Recognizing this limitation, we developed and optimized an in vitro protein folding protocol to recover functional proteins from inclusion bodies, thus ensuring the production of our target immunogens. By sharing these negative results and our troubleshooting strategies on our project wiki, we contribute valuable information to the broader synthetic biology community, helping others to navigate similar challenges more efficiently. See more on our Engineering page.

2. Improve of small particle vaccine carrier

In addition to our work on protein expression, we also sought to improve the performance of vaccine carriers. Building on previous approaches such as the use of bacterial outer membrane vesicles (OMVs) by the SZ-SHD 2022 iGEM team, we selected bacterial ferritin as a nanoparticle carrier for antigen display.

Design of OMV protein producing part (source).

This year, our team chose to use the bacterial Ferritin protein as a carrier. We also mentioned this idea on our part page BBa_K4283012. Ferritin offers several advantages, including the ability to protect antigens from enzymatic degradation and to enhance immune stimulation. We engineered ferritin-based nanoparticles to display conserved influenza HA epitopes and rigorously tested their stability through SDS-PAGE analysis.

Schematic Design of Recombinant Ferritin Nanoparticle Immunogen Displaying Conserved Influenza HA Epitopes.

SDS-PAGE analysis assessing degradation stability of ferritin-based protein — Fig14. Assessment of Degradation Stability of Ferritin-Based Protein by SDS-PAGE. SDS-PAGE analysis of ferritin-based protein samples after overnight incubation at room temperature. M: protein marker; lanes 1–3: ferritin-based protein samples collected from elution fractions. Target protein bands are still detected in the elution fractions after incubation, although partial degradation is observed. The main protein band remains present, indicating that the ferritin-based protein retains stability under these conditions.

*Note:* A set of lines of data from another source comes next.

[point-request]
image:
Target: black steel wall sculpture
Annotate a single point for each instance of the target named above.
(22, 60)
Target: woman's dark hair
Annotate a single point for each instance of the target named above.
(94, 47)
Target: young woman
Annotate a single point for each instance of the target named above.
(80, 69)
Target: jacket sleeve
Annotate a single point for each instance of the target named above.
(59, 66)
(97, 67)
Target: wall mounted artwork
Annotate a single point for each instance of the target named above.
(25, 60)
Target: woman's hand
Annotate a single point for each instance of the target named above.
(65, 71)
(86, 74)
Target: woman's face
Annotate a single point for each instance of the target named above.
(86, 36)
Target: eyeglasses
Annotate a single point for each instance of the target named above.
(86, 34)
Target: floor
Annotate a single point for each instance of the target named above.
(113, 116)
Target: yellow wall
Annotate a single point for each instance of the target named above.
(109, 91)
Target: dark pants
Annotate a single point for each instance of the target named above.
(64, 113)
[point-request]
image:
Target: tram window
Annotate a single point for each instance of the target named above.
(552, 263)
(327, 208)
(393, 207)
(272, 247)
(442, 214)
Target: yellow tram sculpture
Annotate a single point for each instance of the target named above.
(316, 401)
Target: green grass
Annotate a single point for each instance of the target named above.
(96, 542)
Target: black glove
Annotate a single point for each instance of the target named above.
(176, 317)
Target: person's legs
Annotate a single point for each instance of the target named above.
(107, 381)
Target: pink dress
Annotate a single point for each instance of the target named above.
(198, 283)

Our results demonstrated that these ferritin-based proteins retained their main structural bands after overnight incubation at room temperature, with only minor degradation observed. This confirmed the robustness and suitability of ferritin nanoparticles as stable vaccine carriers under physiological conditions. By documenting our design and results, we provide a valuable example of how ferritin can be repurposed as a versatile platform in vaccine development, potentially benefiting a wide range of applications beyond influenza.

Beyond these technical achievements, our project underscores the importance of transparency and open sharing in scientific research. By openly reporting our unsuccessful attempts as well as our successes, we contribute to a culture of honesty and continuous improvement in the synthetic biology community.